Chapters 1 and 8-12 of The Book of Daniel are written in Hebrew like the rest of The Hebrew Bible. But Chapters 2-7 are in Aramaic. Aramaic is also a Semitic language, it uses many seemingly identical words, but they are still distinct.
A difference in focus and subject matter also exists between these two parts of Daniel. The popular conjecture which I agree with is that Hebrew Daniel is focused on History and Prophecy from a Jewish perspective. While Aramaic Daniel still has Jew as it's protagonists and presumes the Monotheistic Jewish religious worldview to be true, but is much more then most parts of The Hebrew Bible focused on the Gentile World and it's history.
Chris White expresses skepticism of this way of looking at Daniel. He thinks it could be true, but his skepticism of the assumption is mostly just based on observing that Gentile nations are still discussed in Hebrew Daniel.
The point is the more rigidly Jerusalem/Judah POV. 4 or 5 different Kingdoms emerged from the dividing of Alexander's Empire. Why are only two really discussed in most of Daniel 11 (King of the South=Ptolemaic Egypt and the King of The North=Seleucid Syria). Because they're the two that had Jerusalem in the disputed territory between them. So even if Daniel 11's description doesn't always seem to mention Judah's role in those wars in the text, rest assured they always had a direct impact on Judah.
The Hebrew Chapters largely revolve around Jerusalem and The Temple. The Aramaic chapters barely if at all mention Jerusalem's existence, and never The Temple. The Prophetic parts of Hebrew Daniel always involve The Abomination of Desolation, or things linked to it like the offerings being stopped. Aramaic Daniel doesn't bring up that subject at all.
The four world Empires theme comes entirely from Aramaic Daniel. Hebrew Daniel backs up this way of looking at history, but in a way that requires reading between the lines. It is also only Aramaic Daniel that records Daniel's personal relationships with world leaders. In Daniel 1 he only gets to know as high up a the chief Eunuch.
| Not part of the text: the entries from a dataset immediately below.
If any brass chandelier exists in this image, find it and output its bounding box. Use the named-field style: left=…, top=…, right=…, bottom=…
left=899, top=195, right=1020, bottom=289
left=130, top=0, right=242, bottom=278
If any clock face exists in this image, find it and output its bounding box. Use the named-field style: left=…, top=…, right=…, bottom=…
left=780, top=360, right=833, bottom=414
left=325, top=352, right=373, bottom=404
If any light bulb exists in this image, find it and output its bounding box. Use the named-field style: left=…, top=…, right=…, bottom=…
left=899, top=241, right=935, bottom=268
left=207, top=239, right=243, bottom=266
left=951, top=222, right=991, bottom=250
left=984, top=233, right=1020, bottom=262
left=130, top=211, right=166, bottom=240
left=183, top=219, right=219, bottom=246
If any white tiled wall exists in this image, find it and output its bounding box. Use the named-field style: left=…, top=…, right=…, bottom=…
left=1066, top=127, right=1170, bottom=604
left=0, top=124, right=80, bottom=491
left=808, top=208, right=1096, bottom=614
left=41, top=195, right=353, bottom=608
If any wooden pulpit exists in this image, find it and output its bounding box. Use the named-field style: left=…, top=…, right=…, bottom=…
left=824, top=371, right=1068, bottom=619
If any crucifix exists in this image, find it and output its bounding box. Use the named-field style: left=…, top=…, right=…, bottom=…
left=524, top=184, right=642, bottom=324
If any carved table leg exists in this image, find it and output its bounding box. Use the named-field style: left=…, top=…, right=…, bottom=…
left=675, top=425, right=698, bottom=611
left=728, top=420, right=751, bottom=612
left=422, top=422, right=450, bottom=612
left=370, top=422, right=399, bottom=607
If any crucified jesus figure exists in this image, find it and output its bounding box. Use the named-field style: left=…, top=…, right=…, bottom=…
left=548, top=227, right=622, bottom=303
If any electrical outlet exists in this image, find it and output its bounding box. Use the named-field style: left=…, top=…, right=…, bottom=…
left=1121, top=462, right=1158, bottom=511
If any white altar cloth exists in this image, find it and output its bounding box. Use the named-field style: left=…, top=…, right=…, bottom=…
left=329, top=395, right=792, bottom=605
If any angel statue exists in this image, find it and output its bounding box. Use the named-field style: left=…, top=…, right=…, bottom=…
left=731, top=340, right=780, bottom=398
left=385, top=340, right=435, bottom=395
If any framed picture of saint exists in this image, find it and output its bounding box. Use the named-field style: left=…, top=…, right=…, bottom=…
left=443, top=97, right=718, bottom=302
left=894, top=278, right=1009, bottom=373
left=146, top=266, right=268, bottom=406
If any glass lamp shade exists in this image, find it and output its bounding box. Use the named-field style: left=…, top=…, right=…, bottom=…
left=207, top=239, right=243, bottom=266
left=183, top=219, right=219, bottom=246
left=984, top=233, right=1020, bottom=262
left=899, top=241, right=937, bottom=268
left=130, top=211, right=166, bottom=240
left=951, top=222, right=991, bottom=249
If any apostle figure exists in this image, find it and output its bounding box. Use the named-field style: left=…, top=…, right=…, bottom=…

It's interesting to look at the agenda of Bible Skeptics when it comes to Daniel. Any other book they love pointing out reasons to question if the whole Book really had the same Author, like Isaiah. Here however it's a Book written in different languages but they don't want to do that, why?
Because it's Aramaic Daniel that has all the historical references (that they claim are errors), and the three random Greek musical instruments they use as scholarly reasons to back up their late dating.
But it's Hebrew Daniel that has the really detailed specific future Prophecies they want to insist must have been written later. So it does not suit them to break this book up, though they could make a much stronger case for it then Isaiah.
And arguing the Aramaic is the older part would go greatly against other narratives they promote. About Hebrew dying out and being supplanted b Aramaic.
Only Hebrew Daniel gives names to Angels. Michael and Gabriel.
Aramaic Daniel used titles for God and The Messiah unique to it in the entire Canonical Hebrew Bible. Intertestamental Apocrypha like Enoch began merging ideas from the two parts of Daniel. And The New Testament draws on Aramaic Daniel as much as it does I feel precisely because of the theme of Gentile inclusion.
"The Ancient of Days" is one such unique title. I personally feel this title is specific of The First Person of The Trinity, at least somewhat, or used to anyway, I've been rethinking that. It is also only Daniel 7 that has Son of Man as a Messianic Title. In other Prophets it's a term for any human being. In The Gospels this is Jesus favorite title for himself.
Aramaic Daniel does not use the term Messiah, that term was originally specific to the Jewishness of Jesus.
Daniel 7 and 8 are where Hebrew and Aramaic Daniel are most similar to each other. Both envision Gentile Empires as Beasts, and having a "Little Horn" as the Villain of the End Days. The two Beasts of Daniel 8 equate to the 2nd and 3rd Beasts of Daniel 7.
But what kinds of Animals are used for the beasts reflects the change from a Gentile to Jewish perspective. In Daniel 8 they're Levitically clean animals (a "Ram" and a Goat), going over Numbers 28-29 shows that both were regularly offered in The Temple on New Moons and Holy Days. While the three identified animals of Daniel 7 are all unclean, and also carnivorous. Outside Daniel they are still animals that can be used symbolically, but when contrasted in how Daniel is divided, they reflect 7 being less Levitical then 8 at the very least.